Sneha Narayan (snehanarayan) | 31 comments I especially liked these lines in the penultimate paragraph:

However great the kindness and the efficiency, in every hospital death there will be some cruel, squalid detail, something perhaps too small to be told but leaving terribly painful memories behind, arising out of the haste, the crowding, the impersonality of a place where every day people are dying among strangers.

This I feel is still true today. There is a kind of business-like apathy and impersonality in the medicine industry. I have seen this happen first-hand, in slightly altered forms, especially in the mental illness and neurodivergence conversations in medical fields.


Gini | 282 comments Lynn, what needs fixing the most is the human heart and that will not ever be fixed by drugs or money.


message 10: by Lynn, New School Classics (new) - rated it 4 stars

Lynn (lynnsreads) | 5120 comments Mod
Gini wrote: "Lynn, what needs fixing the most is the human heart and that will not ever be fixed by drugs or money."

Good point.


J_BlueFlower (j_from_denmark) | 2268 comments But, oh, he can write....
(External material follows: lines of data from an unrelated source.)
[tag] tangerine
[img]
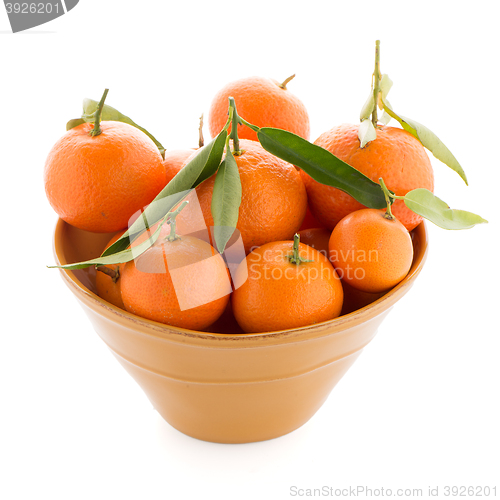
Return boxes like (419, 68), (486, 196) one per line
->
(95, 223), (170, 309)
(163, 149), (196, 188)
(44, 121), (165, 233)
(208, 75), (310, 141)
(301, 124), (434, 231)
(329, 208), (413, 293)
(231, 238), (343, 333)
(298, 227), (332, 258)
(120, 231), (231, 330)
(177, 139), (307, 253)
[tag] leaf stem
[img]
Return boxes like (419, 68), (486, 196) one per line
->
(229, 97), (242, 156)
(288, 233), (313, 265)
(279, 73), (295, 90)
(198, 113), (205, 148)
(379, 177), (396, 220)
(89, 89), (109, 137)
(372, 40), (380, 127)
(165, 200), (189, 241)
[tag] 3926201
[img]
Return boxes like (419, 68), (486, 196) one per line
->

"I myself, with an exceptionally fine specimen of a bronchial rattle, sometimes had as many as a dozen students queuing up to listen to my chest. It was a queer feeling — queer, I mean, because of their intense interest in learning their job, together with a seeming lack of any perception that the patients were human beings. It is strange to relate, but sometimes as some young student stepped forward to take his turn at manipulating you he would be actually tremulous with excitement, like a boy who has at last got his hands on some expensive piece of machinery."

A fine little essay.

Having recently read about the hospital scenes in The House of the Dead (this months old read), it is hard not to compare. Here the Doctors care about the patients but.... Well, I don't know what place, I would try to avoid the hardest.


message 12: by Klowey (last edited Jun 19, 2022 01:52AM) (new) - rated it 3 stars

Klowey | 658 comments Gini wrote: "Bob, your comment is true, sadly, in many systems. Lack of wealth isn't the problem there. However, most of the teams I have worked with do try to remember that knee in 443B is a person too. Situat..."

I was thinking about the early videos and photos I saw of China when COVID first hit. People seemed to be dropping like flies, both on the streets and in the hospitals. The halls had become wards.

I also thought that, even in the past 50 years (or maybe even today) teaching hospitals can be impersonal and maybe considered cruel as the doctor and students discuss a patient's illness/disease right at the bedside.

Loved this line from the essay:
"the celebrated swindler, Madame Hanaud, who was ill while on remand, was taken to the Hôpital X, and after a few days of it she managed to elude her guards, took a taxi and drove back to the prison, explaining that she was more comfortable there."